Invisible Patterns book

A child who can think for himself will use his own moral compass to tell good from bad.

We, as parents, need to encourage independent thinking rather than monitor our children.

The aim of this story is to get a child to listen to his inner voice and use his own judgement in making choices.






2 thoughts on “‘Invisible Patterns’ : what goes around comes around

  1. “Invisible Patterns” by Dr. Shyamala Vatsa is a charming little book which through its easy-flowing story imparts priceless wisdom to its readers. Its unique plot and endearing characters are easy to identify with and perhaps the very reason why its message is so powerful.

    My husband and I would like to add our opinion from the point of view of parents, together raising our boisterous 9-year-old son. We observed that children are born with a certain degree of inherent wisdom and tremendous intelligence. Once they start expressing themselves through speech and purposeful actions we are often left speechless by their observations, reactions and attitudes. We have learnt so much about the more important things in life through and from our son.

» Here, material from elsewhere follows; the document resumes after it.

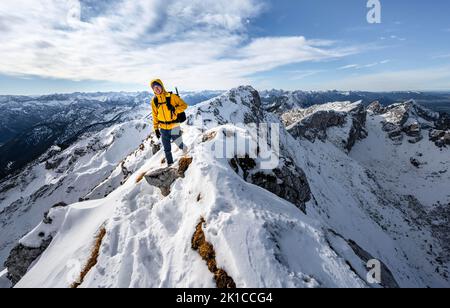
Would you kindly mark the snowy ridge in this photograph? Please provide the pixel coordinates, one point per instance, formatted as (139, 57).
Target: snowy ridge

    We are all well-meaning parents and always want what is best for our little ones but the means we employ are often counter-productive. We turn them into little robots brain-washed with rules and regulations about how to live their lives when all we really need to do is let them be, to ask their questions, to get their answers, and just gently guide them when necessary, so that they may be truly equipped to live their own lives to its greatest potential.

    Life is really quite simple and it has helped us as parents to look at it through our child’s eyes. It has certainly helped when we need to find answers to our son’s innumerable questions!

    “Invisible Patterns” is a precious read for all members of the family because in a simple ‘non-preachy’ way it has communicated this idea.